Il a fourni ses bons offices et exercé un leadership politique lors des récents dialogues de paix entre le Gouvernement colombien et l’Armée de libération nationale, ainsi qu’avec d’autres groupes armés illégaux. Avant cette affectation, il a présidé le Comité consultatif pour les questions administratives et budgétaires de l’Assemblée générale de 2013 à 2018 ». A en croire ce bio-express de Carlos Massieu, il a la carrure pour ce poste. Il lui reste maintenant à faire ses preuves sur cette terre inconnue et rebelle où rien ne se passe comme ailleurs, pas même en Colombie où il a remporté des succès indiscutables. Si l’on se base, en effet, sur le fait que depuis des années déjà les autorités colombiennes avec le soutien de ce diplomate s’étaient faites une raison : il fallait s’asseoir et négocier avec les groupes armés en vue de ramener la paix, une paix durable au peuple colombien, alors il y a de quoi espérer.
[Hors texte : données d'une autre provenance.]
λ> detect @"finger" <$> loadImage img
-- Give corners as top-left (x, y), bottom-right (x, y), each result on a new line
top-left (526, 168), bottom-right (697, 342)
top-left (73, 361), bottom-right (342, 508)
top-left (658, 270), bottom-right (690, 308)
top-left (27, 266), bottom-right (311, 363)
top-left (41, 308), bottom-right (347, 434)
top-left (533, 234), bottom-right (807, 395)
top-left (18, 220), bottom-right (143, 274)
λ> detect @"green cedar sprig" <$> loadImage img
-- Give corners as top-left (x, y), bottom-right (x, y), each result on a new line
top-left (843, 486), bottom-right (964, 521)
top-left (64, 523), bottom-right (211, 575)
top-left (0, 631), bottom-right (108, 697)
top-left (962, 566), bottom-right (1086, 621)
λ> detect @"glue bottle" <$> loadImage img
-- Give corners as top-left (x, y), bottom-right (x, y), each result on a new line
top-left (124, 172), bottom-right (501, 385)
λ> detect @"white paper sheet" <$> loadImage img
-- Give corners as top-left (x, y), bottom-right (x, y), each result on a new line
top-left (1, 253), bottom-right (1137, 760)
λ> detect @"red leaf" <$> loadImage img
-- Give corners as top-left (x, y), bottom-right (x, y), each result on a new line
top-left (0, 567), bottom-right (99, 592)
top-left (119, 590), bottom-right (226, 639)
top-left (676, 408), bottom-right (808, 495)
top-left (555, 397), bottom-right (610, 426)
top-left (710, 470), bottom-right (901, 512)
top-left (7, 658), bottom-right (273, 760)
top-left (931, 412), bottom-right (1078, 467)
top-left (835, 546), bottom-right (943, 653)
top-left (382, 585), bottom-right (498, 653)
Car le résultat de cette décision politique et visionnaire à la hauteur de femmes et d’hommes d’État pour le bien et la prospérité de leur pays est là, un ex-guérillero, Gustavo Petro Urrego, est élu Président de la République en 2022 après avoir été élu Maire de Bogota, puis sénateur de la République. C’est lui Gustavo Petro, ancien membre d’un groupe armé, devenu chef d’État qui a fait une visite historique à Jacmel, Haïti, le mercredi 22 janvier 2025 pour renforcer le lien fraternel et de reconnaissance éternelle de la Colombie aux Haïtiens pour avoir aidé les libérateurs Francisco de Miranda et Simon Bolivar à libérer la grande Colombie (Equateur, Colombie, Panama, Pérou, Venezuela et la Bolivie) du joug de l’occupation espagnole à la fin du 19e siècle. Lors de cette visite sur la terre du général Magloire Amboise, l’ex-guérillero devait déclarer devant la population jacmelienne et en présence des autorités, notamment Leslie Voltaire, Président d’alors du CPT : « Nous nous trouvons exactement là où Francisco de Miranda et Simón Bolívar, pleins de rêves et peut-être de peurs, sont partis. Ils ont dormi ici, dans ce village. Ils ont cherché du soutien, l’ont trouvé, puis sont partis à la conquête de la liberté sur notre continent, dans nos terres, nos montagnes, nos plaines, et nos plages magnifiques. Ils ont annoncé au monde que l’heure de la liberté était arrivée, inspirés par vous, le peuple haïtien, qui avez réalisé l’une des révolutions les plus grandes et les plus profondes au monde ». Alors, peuple haïtien, il n’est pas trop tard pour refaire l’histoire avec un grand « H » en libérant d’Haïti de ses néo-colons et de retrouver notre dignité et notre fierté.